The Ptolemaic kings mixed Greek customs with Egyptian traditions, and built temples to both Greek and Egyptian gods. They were very interested in literature, philosophy and science, and invited the most famous writers of their age to live in Alexandria. Out of this collection of great men grew a great idea: a library that brought together all Greek knowledge and included every book that had ever been written. At its largest, this library held 50,000 books - not a lot compared to the great modern libraries, but in a world before printing machines this was an extraordinary number.

Among these books was a growing collection of histories of Alexander’s life. Some of them were interested in the facts; others told romantic stories that were completely untrue. They said that he and his warhorse Bucephalas each had two horns on their heads. They told of strange flying machines, a Valley of Diamonds, and the secret of immortality. Alexander’s legend was told from Iceland to China; in death he travelled far beyond the borders of his own empire.

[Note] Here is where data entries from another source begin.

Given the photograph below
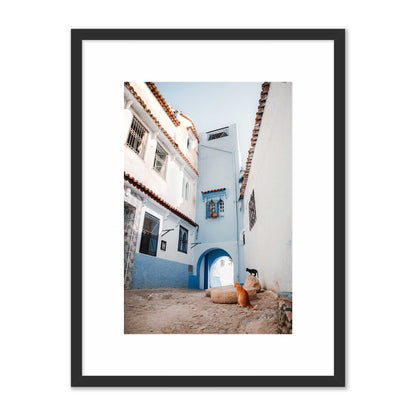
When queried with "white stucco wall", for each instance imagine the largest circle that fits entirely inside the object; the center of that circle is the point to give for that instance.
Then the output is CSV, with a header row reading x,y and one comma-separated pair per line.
x,y
268,245
170,186
167,221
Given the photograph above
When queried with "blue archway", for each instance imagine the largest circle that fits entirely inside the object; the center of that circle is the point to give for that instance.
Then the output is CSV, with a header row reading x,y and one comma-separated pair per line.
x,y
209,257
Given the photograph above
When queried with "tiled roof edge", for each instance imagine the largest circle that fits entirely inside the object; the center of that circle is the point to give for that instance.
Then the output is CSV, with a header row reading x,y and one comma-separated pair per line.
x,y
130,179
163,103
193,125
213,190
262,102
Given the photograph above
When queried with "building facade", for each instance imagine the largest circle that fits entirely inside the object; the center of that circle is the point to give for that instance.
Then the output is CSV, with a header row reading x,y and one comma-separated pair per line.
x,y
267,190
160,183
219,213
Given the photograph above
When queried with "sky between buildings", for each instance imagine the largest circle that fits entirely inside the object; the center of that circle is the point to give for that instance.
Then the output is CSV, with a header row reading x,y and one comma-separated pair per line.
x,y
213,105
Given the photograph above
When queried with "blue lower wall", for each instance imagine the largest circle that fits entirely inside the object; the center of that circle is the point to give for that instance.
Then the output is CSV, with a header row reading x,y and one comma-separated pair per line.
x,y
153,272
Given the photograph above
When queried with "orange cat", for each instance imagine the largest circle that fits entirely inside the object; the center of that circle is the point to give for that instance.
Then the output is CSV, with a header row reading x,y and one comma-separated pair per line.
x,y
242,296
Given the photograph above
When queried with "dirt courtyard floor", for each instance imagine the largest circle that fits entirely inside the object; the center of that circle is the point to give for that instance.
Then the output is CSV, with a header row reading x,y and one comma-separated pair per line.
x,y
184,311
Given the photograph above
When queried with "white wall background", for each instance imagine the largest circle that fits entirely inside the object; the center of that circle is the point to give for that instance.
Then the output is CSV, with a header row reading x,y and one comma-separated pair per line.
x,y
268,245
35,304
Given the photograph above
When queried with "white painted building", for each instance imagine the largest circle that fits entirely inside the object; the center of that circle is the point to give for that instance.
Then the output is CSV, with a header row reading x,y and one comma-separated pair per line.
x,y
267,190
160,179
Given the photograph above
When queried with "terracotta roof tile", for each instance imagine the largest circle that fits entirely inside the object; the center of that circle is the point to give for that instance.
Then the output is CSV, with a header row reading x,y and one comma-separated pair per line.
x,y
257,123
193,125
163,103
142,103
213,190
130,179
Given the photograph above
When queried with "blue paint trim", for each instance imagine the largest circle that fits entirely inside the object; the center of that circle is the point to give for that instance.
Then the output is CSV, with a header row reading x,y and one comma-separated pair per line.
x,y
209,195
153,272
209,258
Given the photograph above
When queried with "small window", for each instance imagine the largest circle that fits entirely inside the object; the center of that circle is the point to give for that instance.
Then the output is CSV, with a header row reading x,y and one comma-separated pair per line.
x,y
217,134
136,138
211,209
187,191
252,211
150,235
183,240
161,157
221,207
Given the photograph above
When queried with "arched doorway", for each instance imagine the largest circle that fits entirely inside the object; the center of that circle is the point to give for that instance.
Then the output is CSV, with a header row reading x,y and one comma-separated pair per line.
x,y
210,262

Over the years, interest in Alexander has been shown in many different ways. He appears in the Book of Daniel, which was written in Hebrew in the second century BC and now forms part of the Christian Bible. He was the hero of Julius Caesar, Rome’s greatest general. The Italian artist Michelangelo created a square in Rome to look like Alexander’s famous shield. The French ruler Napoleon used to read about Alexander in bed every night. In the early 1900s, tribal kings in Afghanistan still went into battle carrying a red flag which, according to their legends, had belonged to Alexander. And in 2004, Alexander’s extraordinary story was brought to life in a $155 million Hollywood film. It starred Colin Farrell as Alexander and was watched in cinemas all around the world. Alexander the Great may be more famous in the twenty-first century than he ever was.